Когда мы устроились за столом, Надежда Васильевна продолжила:
— Вера Петровна филолог, а я историк. Летом в моем кабинете крыша протекла из-за дождя, а мне экзамен у десятого класса принимать. Директор распорядилась, чтобы я в кабинете Антоновой принимала. И еще, чтобы она у меня ассистентом была. Экзамены приняли, ведомости я заполнила, мы везде расписались, и я пошла домой. Пришла, в сумку полезла — а там у меня папка для тетрадей. А папка — точь-в-точь, как моя. И дома у меня точно такая же лежит. Я открыла, а там письма Веры Петровны. Думаю — ладно, завтра отдам. А назавтра выясняется, что Антонова в отпуск ушла. У нас отпуска — у кого раньше, у кого позже. Думаю, ничего страшного, полежит пока у меня эта папка, отдам в августе, как с каникул выйдем. А с каникул вышли, а тут такое. Я, по правде говоря, об этой папке и забыла. Вот, возьмите…

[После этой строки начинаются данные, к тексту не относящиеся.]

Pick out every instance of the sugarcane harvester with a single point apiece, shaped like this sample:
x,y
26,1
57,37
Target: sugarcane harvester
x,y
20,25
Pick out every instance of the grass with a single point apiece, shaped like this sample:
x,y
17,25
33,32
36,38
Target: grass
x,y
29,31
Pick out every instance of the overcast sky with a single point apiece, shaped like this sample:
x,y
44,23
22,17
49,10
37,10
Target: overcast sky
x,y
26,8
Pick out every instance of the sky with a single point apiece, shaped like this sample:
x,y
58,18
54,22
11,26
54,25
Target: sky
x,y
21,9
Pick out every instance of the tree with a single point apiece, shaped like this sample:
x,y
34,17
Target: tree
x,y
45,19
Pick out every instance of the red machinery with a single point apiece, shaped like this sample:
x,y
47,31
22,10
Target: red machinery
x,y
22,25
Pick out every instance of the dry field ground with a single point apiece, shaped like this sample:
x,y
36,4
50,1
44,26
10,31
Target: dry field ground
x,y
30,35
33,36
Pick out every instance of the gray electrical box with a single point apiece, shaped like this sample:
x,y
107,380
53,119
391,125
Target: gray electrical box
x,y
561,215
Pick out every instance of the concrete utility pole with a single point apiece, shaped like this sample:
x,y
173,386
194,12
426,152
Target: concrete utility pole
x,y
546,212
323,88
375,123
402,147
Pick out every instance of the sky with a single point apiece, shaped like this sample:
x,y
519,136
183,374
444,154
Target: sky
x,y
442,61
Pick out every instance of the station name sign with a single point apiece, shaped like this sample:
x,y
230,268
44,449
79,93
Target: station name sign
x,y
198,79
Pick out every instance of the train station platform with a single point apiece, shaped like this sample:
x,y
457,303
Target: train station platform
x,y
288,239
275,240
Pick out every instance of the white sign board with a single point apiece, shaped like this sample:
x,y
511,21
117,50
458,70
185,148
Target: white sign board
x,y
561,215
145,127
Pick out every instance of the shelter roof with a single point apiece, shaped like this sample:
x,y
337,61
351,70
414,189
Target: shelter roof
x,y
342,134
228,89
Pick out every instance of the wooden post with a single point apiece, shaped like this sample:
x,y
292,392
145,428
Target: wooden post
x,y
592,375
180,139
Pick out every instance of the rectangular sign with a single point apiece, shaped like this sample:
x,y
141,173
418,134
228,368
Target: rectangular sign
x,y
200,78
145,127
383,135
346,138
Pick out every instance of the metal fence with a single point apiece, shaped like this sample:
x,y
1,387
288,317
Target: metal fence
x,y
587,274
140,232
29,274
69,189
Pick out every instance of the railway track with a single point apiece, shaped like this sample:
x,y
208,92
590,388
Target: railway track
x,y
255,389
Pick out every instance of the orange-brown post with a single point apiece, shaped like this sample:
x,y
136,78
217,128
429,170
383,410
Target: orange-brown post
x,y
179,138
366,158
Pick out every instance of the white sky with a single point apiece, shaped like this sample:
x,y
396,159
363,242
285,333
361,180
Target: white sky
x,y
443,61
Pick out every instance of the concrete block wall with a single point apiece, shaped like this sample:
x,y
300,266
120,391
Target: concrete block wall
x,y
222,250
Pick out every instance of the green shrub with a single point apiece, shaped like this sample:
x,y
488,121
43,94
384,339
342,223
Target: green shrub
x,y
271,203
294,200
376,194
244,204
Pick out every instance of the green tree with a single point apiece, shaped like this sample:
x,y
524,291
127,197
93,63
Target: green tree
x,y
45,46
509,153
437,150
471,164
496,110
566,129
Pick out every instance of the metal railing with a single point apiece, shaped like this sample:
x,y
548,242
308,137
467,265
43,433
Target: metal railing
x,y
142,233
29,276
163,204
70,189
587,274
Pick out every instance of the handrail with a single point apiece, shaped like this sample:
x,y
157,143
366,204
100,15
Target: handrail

Надежда Васильевна полезла в сумку и вытащила из нее зеленую папку для тетрадей. Я взял ее, а потом спросил:
— Надежда Васильевна, если потребуется — вы подтвердите, как к вам попала папка?
— Так уж что теперь делать? — вздохнула учительница истории. — Раз уж я во все это вляпалась — то придется. Еще скажу, — торопливо сказала женщина, — письма я не читала, даже не смотрела, кроме первой страницы. Ну, там где имя и отчество.
— Надежда Васильевна, а никто в этом не сомневается, — улыбнулся я. Потом спросил: — А ведь я вашу фамилию так и не узнал.
— Мякишева моя фамилия.
— Спасибо, — кивнул я, раздумывая, мне ли прямо сейчас направить её к следователю или пускай уж тот вызывает её сам, а я ограничусь рапортом? Решил, что ограничусь рапортом.
— Только давайте мы вместе с вами листочки пересчитаем, чтобы потом недоразумений не возникло. Вот, смотрите, считаем: раз, два…
Надежда внимательно смотрела. По всему было видно, что она — человек основательный в любом деле, что на мужа жаловаться, что письма пересчитывать.
Когда мы закончили формальности, я её отпустил и подумал, сразу ли передавать письма следователю или сначала прочитать самому? Но правильнее сделать так — сообщить Сергею Савину, на чьей территории произошло убийство, о находке, а потом доложить свои соображения на вечернем совещании оперативно-следственной группы, в которую я вошел.